Despite Green Earth Wellness Center‘s encouraging ruling, insurers are ­increasingly scrutinizing cannabis operations with an eye toward charging higher premiums, ­limiting coverage and denying claims.

In purchasing and renewing commercial marketplace insurance, the best strategy is anticipating and complying with the ­carriers’ underwriting guidelines. For example, in applying for insurance, ­prepare for credit checks and criminal background checks for business owners, operators and employees (particularly if they are ­responsible for money and product ­safekeeping). Further, maintain and provide up-to-the-minute and detailed business, operational, safety and security plans (including that the medicine is a safe an approved make and model and all recommended usage procedures are being followed).

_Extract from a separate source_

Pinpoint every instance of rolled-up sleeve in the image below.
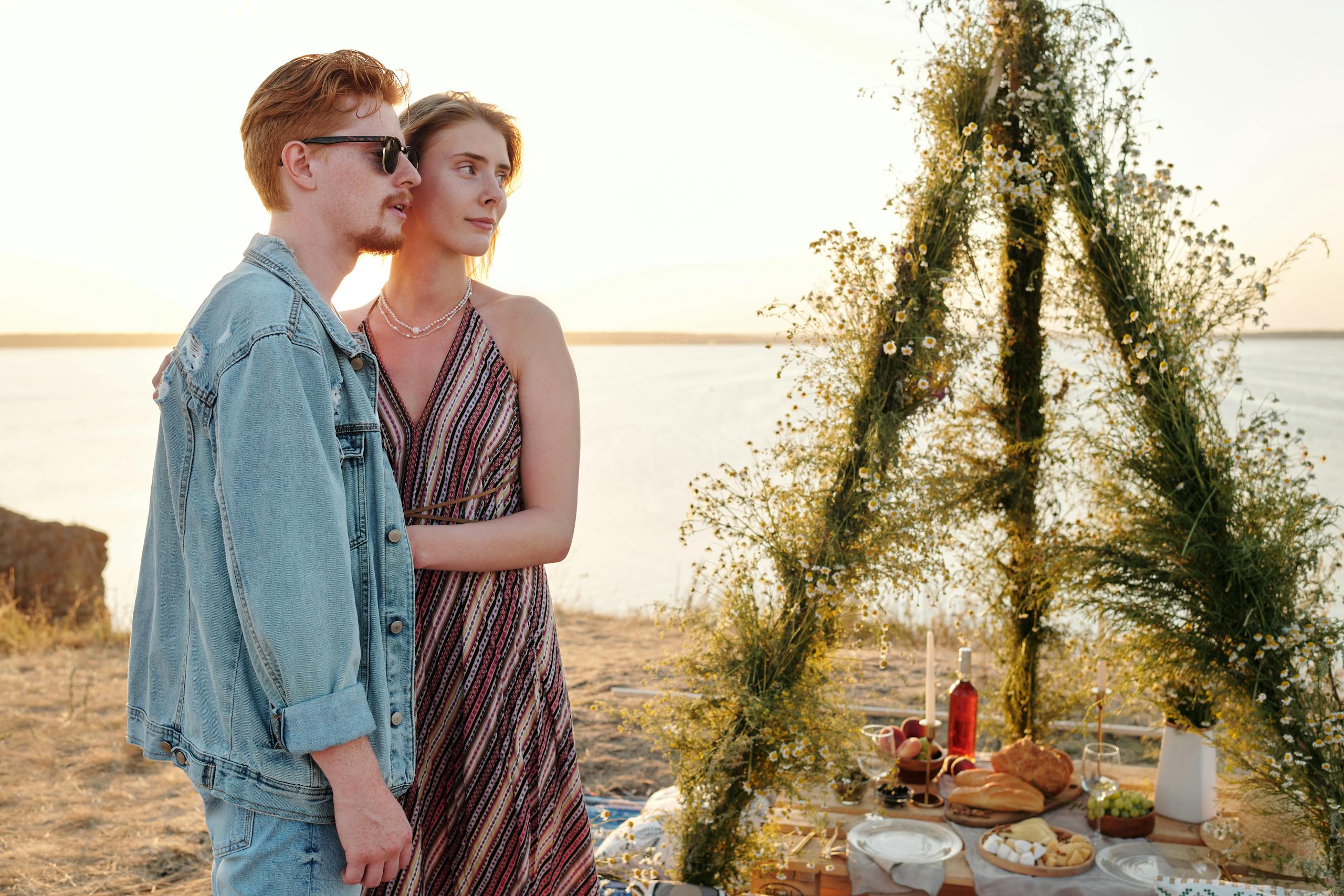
[214,333,374,754]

One alternative is “captive insurance,” a wholly-owned subsidiary set up by ­policyholders to operate as an insurer and charge actuarially sound premiums tailored to the insured’s needs.

Beyond offering more competitive prices, captive insurance provides broader ­coverage than commercial marketplace ­carriers ­including crop, armored car and other insurance lines that cannabis ­businesses need.

Instead of paying premiums to a ­commercial insurance company, a ­captive’s policyholder pays premiums to the captive insurance’s subsidiary, thereby retaining some control over the premiums’ ­investment and surpluses and profits, if any. As long as its underwriting is sound and losses are tolerable, the captive retains the investment income which would otherwise go to the commercial insurance company.

While shouldering the challenge of large losses, that risk generally can be managed or eliminated by ceding some or all of it to reinsurance companies. Further, because ­reinsurance costs are typically less than retail insurance, captives can be an ­effective way to access “wholesale” insurance ­markets that are not admitted to sell directly in the United States.